Logistic Regression Accuracy: 0.9272529858849077
Random Forest Classifier Accuracy: 0.9587404994571118
Random Forest Classifier model performed the best.


## Evaluate the Models

Which model performed better? How does that compare to your prediction? Write down your results and thoughts in the following markdown cell.

In the evaluation of the models applied to our spam detection task, the **Random Forest Classifier** emerged as the superior model with an accuracy of **approximately 95.87%**, outperforming the **Logistic Regression model**, which had an accuracy of **around 92.73%**. This result aligns with my initial prediction, which was influenced by an analogy comparing the model selection to choosing between a single set of rules or a team of experts for fruit classification.

I anticipated that the Random Forest, akin to a diverse group of friends each bringing their own expertise to fruit identification, would handle the complexities and potential non-linear relationships within the dataset more adeptly than Logistic Regression. This prediction was rooted in the understanding that the ensemble approach of Random Forest, which aggregates insights from multiple decision trees, would provide a more nuanced and robust analysis, especially beneficial in a dataset with varied characteristics like ours.
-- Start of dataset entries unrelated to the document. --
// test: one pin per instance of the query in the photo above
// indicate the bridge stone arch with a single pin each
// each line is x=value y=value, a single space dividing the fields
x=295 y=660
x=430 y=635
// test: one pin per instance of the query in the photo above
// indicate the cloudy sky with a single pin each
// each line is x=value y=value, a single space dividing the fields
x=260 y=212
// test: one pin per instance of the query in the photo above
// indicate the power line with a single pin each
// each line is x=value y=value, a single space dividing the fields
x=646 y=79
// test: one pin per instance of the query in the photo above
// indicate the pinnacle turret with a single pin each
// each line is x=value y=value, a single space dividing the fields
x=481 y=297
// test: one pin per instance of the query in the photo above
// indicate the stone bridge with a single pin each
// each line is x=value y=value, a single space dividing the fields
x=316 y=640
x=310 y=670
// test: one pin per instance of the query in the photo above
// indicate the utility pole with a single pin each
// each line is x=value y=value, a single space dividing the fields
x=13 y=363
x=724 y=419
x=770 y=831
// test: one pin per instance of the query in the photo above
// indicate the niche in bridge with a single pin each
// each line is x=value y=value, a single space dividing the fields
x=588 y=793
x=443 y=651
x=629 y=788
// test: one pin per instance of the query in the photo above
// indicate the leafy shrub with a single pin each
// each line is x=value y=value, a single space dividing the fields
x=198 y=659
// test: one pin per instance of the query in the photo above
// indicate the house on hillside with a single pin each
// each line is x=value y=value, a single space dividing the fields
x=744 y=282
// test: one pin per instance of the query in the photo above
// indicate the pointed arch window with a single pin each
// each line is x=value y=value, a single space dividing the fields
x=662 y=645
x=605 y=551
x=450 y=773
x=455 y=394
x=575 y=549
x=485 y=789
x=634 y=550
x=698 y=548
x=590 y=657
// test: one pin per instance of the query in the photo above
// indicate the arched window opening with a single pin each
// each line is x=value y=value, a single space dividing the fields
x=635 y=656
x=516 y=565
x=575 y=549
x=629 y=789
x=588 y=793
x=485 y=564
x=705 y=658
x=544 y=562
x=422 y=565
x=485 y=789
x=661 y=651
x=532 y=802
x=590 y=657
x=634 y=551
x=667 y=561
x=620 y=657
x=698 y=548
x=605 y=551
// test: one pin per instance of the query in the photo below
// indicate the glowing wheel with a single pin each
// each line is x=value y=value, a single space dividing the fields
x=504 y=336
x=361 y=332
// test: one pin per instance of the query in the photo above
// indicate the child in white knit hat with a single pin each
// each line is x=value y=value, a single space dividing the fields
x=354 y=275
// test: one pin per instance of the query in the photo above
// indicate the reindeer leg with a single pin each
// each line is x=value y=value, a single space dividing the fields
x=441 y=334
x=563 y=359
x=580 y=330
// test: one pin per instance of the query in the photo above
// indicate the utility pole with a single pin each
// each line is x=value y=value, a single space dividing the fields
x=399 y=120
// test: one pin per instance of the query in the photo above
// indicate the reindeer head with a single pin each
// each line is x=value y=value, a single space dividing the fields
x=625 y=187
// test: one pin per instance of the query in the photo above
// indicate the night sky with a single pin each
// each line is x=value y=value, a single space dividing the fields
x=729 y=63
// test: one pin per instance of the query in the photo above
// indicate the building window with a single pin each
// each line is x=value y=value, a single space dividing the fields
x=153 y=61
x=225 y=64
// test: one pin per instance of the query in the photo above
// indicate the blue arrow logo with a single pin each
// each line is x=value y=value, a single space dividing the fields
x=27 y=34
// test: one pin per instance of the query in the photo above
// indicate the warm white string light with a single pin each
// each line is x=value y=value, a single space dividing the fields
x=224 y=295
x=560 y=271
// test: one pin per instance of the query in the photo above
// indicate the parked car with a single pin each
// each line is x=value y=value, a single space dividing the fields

The analogy proved to be an effective illustration of why the Random Forest's collective 'wisdom' could offer superior performance in our context, emphasizing the value of multiple perspectives in tackling complex classification tasks. The outcome reinforces the importance of understanding the underlying mechanics and strengths of different models, aiding in making informed choices for future predictive modeling tasks.